When he was in Barlinnie he had passed many an empty hour doing much the same thing. He had nobody of his own to call, so he dialled Glasgow numbers at random and talked to whoever should answer. The people were generally kind, a little confused maybe, but kind. They would go to their window and describe the weather to him in considerable detail. Rain, it was mostly always raining, but to hear the different strangers describe the thousand different types of rain gave him a calming pleasure. Some folks would open their Evening Times and read him the day’s headlines. Occasionally they would forget who they were talking to and would stop halfway through a story about rape or murder and would try instead to find something about local politics. Lonely old men were the best company. These men would tell him about the Old Firm game, running through the match in such meticulous detail that he felt he had been pitch-side at Parkhead for Celtic’s victory.
Other times Gallowgate had gotten a wean, a child who was home alone while her mammy ran some messages. Sometimes he got a wee boy and then, nearly always, he hung up immediately.

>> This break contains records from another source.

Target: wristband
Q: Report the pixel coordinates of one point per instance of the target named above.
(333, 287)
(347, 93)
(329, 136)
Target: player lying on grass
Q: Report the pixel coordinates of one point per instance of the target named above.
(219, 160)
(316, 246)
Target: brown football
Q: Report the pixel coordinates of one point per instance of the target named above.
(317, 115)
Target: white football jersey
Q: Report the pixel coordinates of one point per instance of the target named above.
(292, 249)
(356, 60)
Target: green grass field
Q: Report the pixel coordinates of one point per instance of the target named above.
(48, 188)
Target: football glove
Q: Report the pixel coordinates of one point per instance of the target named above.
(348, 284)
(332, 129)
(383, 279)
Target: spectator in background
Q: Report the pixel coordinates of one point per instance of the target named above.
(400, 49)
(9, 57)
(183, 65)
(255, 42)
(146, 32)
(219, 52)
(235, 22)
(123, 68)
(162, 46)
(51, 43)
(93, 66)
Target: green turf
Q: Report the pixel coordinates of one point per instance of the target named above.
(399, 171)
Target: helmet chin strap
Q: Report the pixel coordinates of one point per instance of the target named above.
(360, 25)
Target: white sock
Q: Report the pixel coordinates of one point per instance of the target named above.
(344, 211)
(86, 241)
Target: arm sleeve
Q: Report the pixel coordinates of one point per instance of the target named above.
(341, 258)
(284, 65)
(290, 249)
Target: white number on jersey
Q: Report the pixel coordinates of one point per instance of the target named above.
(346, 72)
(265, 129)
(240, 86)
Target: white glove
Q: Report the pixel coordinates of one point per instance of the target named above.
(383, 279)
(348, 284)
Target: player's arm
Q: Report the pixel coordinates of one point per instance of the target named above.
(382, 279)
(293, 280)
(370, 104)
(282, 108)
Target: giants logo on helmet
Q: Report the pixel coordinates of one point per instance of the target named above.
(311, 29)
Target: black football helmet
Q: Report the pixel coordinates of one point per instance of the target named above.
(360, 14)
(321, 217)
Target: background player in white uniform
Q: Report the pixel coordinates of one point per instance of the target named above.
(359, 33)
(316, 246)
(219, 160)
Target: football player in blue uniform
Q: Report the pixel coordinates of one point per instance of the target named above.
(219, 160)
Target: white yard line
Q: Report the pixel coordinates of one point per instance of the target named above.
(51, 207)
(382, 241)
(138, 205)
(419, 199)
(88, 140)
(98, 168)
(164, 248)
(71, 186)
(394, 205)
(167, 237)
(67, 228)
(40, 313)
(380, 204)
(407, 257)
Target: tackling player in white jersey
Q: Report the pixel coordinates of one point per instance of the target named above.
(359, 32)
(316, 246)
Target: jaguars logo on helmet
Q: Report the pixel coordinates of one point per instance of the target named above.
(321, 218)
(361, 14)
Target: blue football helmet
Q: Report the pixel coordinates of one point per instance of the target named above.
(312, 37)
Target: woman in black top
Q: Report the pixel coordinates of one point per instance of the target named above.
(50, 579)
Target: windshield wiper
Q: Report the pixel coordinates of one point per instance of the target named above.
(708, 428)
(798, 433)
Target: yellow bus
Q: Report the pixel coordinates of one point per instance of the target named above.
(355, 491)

He was dialling the number and thinking about what this woman’s son might be like, when he stopped. He waited for his coins to be returned to him, then he dialled a different number. Something from deep in his memory.
A young girl answered the phone. He could hear the tinny sound of a pop record blaring behind her, and from the tangle of different voices he could tell the house was full of people, and thick with happiness. “Hallloo-oo,” she sang.
“Jacqueline, is that you? It’s me. It’s Angus.”
He could practically hear the girl’s face harden, the song wiped off of her lips. “What do you want? I thought we telt ye not to phone here again.”